`.cw` is output at the end of the reasoning content

#16
by owao - opened

Hey guys, using your UD-Q4_K_XL, I noticed sometimes the model ends up its reasoning with ".cw". I can't really tell how it impacts the quality of the answer, but something seems wrong.

For now, I can only provide those 3 examples I found back.

Example 1:
"Let's write the response.cw"

Example 2:
"Okay, let's write the response.cw"

Example 3:
"Okay, go.cw"

What I can say so far is:

  • I couldn't reproduce reliably, I need to learn how to do greedy sampling in llama-cpp and work up from there (would for example removing all the samplers from the default top_k;typ_p;top_p;min_p;temperature apart temperature and setting it to 0 work?)
  • I didn't try to use another quant to see if it's specific to this UD-Q4_K_XL

I can of course provide the prompts/full reasoning content if it can help.

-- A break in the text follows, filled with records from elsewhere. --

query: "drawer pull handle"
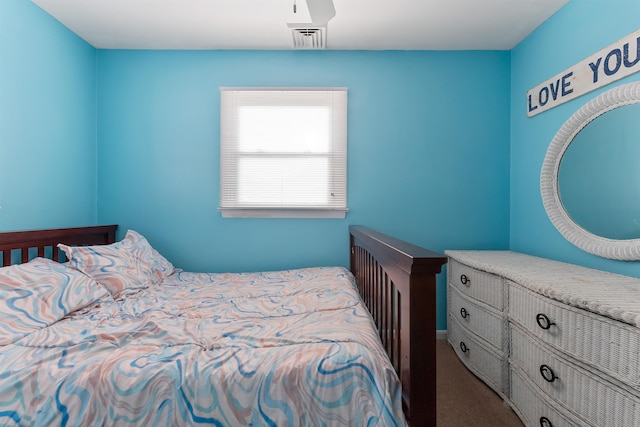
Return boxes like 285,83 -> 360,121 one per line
540,365 -> 558,383
536,313 -> 555,329
540,417 -> 553,427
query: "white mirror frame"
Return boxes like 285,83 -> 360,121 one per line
540,81 -> 640,261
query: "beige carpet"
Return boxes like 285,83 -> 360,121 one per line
436,340 -> 523,427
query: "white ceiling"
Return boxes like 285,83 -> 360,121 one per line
32,0 -> 569,50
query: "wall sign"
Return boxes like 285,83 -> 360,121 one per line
527,30 -> 640,117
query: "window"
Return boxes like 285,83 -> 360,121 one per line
220,88 -> 348,218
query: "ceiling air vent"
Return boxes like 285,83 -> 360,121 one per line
288,24 -> 327,49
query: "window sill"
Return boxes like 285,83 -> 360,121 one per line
218,208 -> 349,219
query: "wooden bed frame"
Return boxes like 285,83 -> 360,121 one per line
0,225 -> 118,267
0,225 -> 447,427
349,225 -> 447,426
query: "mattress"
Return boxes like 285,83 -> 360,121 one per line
0,267 -> 406,426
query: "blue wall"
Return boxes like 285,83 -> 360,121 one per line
510,0 -> 640,277
0,0 -> 97,231
98,50 -> 510,329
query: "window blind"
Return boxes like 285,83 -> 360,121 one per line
220,88 -> 347,217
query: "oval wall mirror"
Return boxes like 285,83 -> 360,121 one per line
540,82 -> 640,261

Here are all the relevant parameters (it's just the official general reasoning ones) for which the 3 examples popped up:

      --temp 1
      --top-p 0.95
      --top-k 20
      --min-p 0
      --presence-penalty 1.5
      --repeat-penalty 1
      --flash-attn on
      --backend-sampling

This sometimes (not always) happens with UD_Q8_XL and UD_Q6_XL too (KoboldCpp+SillyTavern). I was wondering what it is, but it does not seem to hurt the output in any way, so I just ignore it.
There are other quirks (probably model not quant related) like sometimes it produces answer after , then produces another and one more answer. But again happens rarely enough. That said, it is very smart with reasoning at least in Q6/Q8 I tried, I am quite impressed.

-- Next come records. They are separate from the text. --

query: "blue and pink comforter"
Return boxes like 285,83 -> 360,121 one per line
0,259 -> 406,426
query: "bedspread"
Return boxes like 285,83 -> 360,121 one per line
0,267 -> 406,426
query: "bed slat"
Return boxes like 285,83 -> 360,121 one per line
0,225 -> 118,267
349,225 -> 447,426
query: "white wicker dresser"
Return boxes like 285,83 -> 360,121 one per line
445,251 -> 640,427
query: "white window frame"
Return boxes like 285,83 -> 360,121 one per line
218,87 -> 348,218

I just encountered right now. This time it was a Let's go.cw\n.
Here are the 6 last reasoning tokens emission before switching to answer content:

data: {"choices":[{"finish_reason":null,"index":0,"delta":{"reasoning_content":" Let"}}],"created":1772984527,"id":"chatcmpl-BpjCAxyJsZgcRqAUoA9eQuMAV1nKAqv9","model":"Qwen3.5-27B-UD-Q4_K_XL.gguf","system_fingerprint":"b8240-d088d5b74","object":"chat.completion.chunk"}

data: {"choices":[{"finish_reason":null,"index":0,"delta":{"reasoning_content":"'s"}}],"created":1772984527,"id":"chatcmpl-BpjCAxyJsZgcRqAUoA9eQuMAV1nKAqv9","model":"Qwen3.5-27B-UD-Q4_K_XL.gguf","system_fingerprint":"b8240-d088d5b74","object":"chat.completion.chunk"}

data: {"choices":[{"finish_reason":null,"index":0,"delta":{"reasoning_content":" go"}}],"created":1772984527,"id":"chatcmpl-BpjCAxyJsZgcRqAUoA9eQuMAV1nKAqv9","model":"Qwen3.5-27B-UD-Q4_K_XL.gguf","system_fingerprint":"b8240-d088d5b74","object":"chat.completion.chunk"}

data: {"choices":[{"finish_reason":null,"index":0,"delta":{"reasoning_content":".c"}}],"created":1772984527,"id":"chatcmpl-BpjCAxyJsZgcRqAUoA9eQuMAV1nKAqv9","model":"Qwen3.5-27B-UD-Q4_K_XL.gguf","system_fingerprint":"b8240-d088d5b74","object":"chat.completion.chunk"}

data: {"choices":[{"finish_reason":null,"index":0,"delta":{"reasoning_content":"w"}}],"created":1772984527,"id":"chatcmpl-BpjCAxyJsZgcRqAUoA9eQuMAV1nKAqv9","model":"Qwen3.5-27B-UD-Q4_K_XL.gguf","system_fingerprint":"b8240-d088d5b74","object":"chat.completion.chunk"}

data: {"choices":[{"finish_reason":null,"index":0,"delta":{"reasoning_content":"\n"}}],"created":1772984527,"id":"chatcmpl-BpjCAxyJsZgcRqAUoA9eQuMAV1nKAqv9","model":"Qwen3.5-27B-UD-Q4_K_XL.gguf","system_fingerprint":"b8240-d088d5b74","object":"chat.completion.chunk"}

I am also trying Q4_K_L quant from bartowski and so far that one never outputted cw there. So it may be something specific to unsloth quants.
That ".c" token looks strange to me, I guess if ".c" is chosen instead of simple "." then it needs to continue somehow and produces this.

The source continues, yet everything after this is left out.